Of course, having to manually run prettier is….work. I’d much rather have a git hook to magically take care of this for me. This way, you can be sure that any JavaScript changes you commit are properly formatted.

Adding a pre-commit hook to format your modified JavaScript files

Save the following as .pre-commit.sh in your repo:

git diff — name-only HEAD | grep ".*\.js" | xargs prettier — write

Now run the following commands:

$ chmod +x .pre-commit.sh
$ ln -s -f ../../pre.-commit.sh .git/hooks/pre-commit
$ git add .pre-commit.sh; git commit -m "Add pre-commmit.sh"

Ta-da. That’s all you need. prettier will now run against your modified JavaScript files whenever you commit code.

How does it work?

We created a shell script (named .pre-commit.sh ) and made it executable using chmod . Then we created a link to it at .git/hooks/pre-commit, which is where git looks to find a pre-commit hook. As the name suggests, pre-commit hooks are run before each commit. We then committed the script to our git repo. (I like keeping track of my git hooks in the same repo.)

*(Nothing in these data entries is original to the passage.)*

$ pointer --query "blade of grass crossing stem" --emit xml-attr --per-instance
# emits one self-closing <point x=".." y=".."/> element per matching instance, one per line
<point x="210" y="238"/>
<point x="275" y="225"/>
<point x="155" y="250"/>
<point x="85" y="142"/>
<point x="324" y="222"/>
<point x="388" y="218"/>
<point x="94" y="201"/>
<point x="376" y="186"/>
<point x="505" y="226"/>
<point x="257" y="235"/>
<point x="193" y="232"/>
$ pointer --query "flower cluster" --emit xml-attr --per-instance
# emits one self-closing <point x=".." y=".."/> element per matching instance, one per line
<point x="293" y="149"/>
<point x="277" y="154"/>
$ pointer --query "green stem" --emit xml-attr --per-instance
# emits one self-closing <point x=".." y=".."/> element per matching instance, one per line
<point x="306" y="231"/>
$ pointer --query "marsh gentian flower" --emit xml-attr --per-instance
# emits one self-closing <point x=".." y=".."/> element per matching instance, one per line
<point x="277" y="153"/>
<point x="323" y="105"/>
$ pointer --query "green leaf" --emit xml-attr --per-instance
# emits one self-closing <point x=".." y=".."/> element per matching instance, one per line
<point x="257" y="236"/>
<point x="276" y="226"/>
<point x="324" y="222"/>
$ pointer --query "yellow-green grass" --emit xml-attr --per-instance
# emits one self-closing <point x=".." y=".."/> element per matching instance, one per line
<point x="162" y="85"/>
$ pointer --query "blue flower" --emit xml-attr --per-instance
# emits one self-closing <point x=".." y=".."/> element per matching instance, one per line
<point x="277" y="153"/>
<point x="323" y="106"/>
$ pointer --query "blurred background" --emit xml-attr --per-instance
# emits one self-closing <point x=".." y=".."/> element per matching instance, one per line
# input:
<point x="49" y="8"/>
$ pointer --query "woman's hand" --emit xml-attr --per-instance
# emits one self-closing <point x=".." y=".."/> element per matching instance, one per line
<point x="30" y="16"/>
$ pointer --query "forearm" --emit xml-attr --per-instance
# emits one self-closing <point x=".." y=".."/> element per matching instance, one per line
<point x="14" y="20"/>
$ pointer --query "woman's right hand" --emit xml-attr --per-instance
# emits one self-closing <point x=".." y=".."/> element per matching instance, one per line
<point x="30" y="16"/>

The script itself does three things:

  • Use git diff name-only HEAD to find the file names for both staged and unstaged files which have changes
  • Filters those filenames for those which end in .js
  • Pipes those files as arguments to prettier, and uses the --write flag to instruct prettier to re-write those files

And…that’s it. Add this to your repo, and stop worrying about code style in your JavaScript.

And while you’re at it, go thank jlongster for writing such a nice tool.